Now I know what you're thinking. How does a book about desire and female sexuality become anti-feminist or anti-sensibility? Quite easily it seems. I felt that Mary Robinson purposefully separated herself as the poet, from Sappho - the character. As if to say this was Sappho's downfall, being a romantic. And I have not made the same mistakes of choosing sensibility over rationality . I can understand how in its time, it may have been considered radical and a pioneering feminist text, but today it's just another example of women belittling women
Just going to leave some of my favourite lines here to speak for themselves:
'The steps of spotless marble, scatter'd o'er/With deathless roses arm'd with many a thorn/Lead to the altar. On the frozen floor' - II
'Is it [love] to loathe the light, and wish to die?' - VI
'Dang'rous to hear, is that melodious tongue,/And fatal to the sense those murd'rous eyes' - X
'Soon, shall another clasp the beateous boy;/[...] The bee flies sicken'd from the sweetest flow'r;/The lightning's shaft, but dazzles to destroy' - XXXII
Dear me, I read this nauseating collection of flowery driblets which are *based on* Sappho's fragments, thinking they were Sappho's poems too, that makes two pretenders to Sappho that I've read, thanks to wholly inadequate descriptions at the iTunes store.

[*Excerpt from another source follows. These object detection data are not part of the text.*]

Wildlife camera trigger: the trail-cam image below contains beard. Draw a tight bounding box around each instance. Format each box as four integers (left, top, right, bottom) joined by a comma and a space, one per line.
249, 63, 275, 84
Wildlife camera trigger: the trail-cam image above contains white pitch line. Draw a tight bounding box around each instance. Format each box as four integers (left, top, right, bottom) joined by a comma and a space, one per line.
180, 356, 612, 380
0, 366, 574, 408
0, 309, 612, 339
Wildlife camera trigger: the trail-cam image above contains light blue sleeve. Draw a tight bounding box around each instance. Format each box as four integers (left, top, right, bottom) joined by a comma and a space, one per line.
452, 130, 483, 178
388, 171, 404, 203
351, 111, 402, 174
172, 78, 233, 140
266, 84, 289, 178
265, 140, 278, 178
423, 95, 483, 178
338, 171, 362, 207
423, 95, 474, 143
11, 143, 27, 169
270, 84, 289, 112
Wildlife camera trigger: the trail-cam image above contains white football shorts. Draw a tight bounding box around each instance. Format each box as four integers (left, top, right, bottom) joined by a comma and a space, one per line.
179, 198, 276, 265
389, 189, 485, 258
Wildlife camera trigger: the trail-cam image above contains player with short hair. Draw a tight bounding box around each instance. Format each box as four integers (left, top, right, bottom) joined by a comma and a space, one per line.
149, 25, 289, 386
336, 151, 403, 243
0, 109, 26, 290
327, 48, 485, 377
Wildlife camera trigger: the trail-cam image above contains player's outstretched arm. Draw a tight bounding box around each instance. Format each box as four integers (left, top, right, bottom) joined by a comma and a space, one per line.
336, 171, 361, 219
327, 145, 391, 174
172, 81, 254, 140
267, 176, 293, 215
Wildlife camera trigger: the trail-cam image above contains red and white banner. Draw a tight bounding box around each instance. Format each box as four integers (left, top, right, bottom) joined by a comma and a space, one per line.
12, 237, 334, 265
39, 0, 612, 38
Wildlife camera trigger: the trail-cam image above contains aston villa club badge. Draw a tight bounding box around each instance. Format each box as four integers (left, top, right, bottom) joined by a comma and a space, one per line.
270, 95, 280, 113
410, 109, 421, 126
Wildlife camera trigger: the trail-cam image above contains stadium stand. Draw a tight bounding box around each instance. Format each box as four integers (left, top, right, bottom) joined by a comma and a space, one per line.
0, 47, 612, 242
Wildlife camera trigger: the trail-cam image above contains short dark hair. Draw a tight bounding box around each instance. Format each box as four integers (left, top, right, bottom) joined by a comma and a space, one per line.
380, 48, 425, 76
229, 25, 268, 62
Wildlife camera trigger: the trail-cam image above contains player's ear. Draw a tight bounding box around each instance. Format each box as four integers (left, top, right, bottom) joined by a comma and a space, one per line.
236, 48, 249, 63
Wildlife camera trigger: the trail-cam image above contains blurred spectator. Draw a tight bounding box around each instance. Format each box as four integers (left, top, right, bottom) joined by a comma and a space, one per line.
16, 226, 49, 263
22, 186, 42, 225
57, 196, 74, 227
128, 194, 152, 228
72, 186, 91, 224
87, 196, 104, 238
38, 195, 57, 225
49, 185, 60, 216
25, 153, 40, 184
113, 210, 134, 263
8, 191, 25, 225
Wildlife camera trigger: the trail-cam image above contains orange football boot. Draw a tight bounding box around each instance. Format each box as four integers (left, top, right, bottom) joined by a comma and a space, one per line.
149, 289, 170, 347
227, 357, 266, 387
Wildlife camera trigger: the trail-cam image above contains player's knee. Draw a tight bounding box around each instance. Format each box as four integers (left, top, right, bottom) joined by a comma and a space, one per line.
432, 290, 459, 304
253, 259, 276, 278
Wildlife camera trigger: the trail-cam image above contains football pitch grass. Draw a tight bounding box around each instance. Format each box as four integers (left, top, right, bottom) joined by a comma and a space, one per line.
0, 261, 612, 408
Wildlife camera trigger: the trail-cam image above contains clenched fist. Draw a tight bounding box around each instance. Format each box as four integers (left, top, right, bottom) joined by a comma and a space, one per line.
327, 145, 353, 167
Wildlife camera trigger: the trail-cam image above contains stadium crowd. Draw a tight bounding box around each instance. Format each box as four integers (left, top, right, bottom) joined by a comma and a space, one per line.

Apparently Mary Robinson, nee Darby (1757-1800) was an English poet and novelist and during her lifetime she was known as the English Sappho. Poor Sappho, to be so cruelly debased!
Moral: stick to real books publisher by real publishers who describe their contents accurately so that you know what you're getting.
This was read as part of one of my Lit subjects at uni, but poetry and I have a history of mutual dislike. As important and as radical (to her contemporaries, at least) her later writings were, I think perhaps that I'm more interested in her unbelievable life and the experiences she had.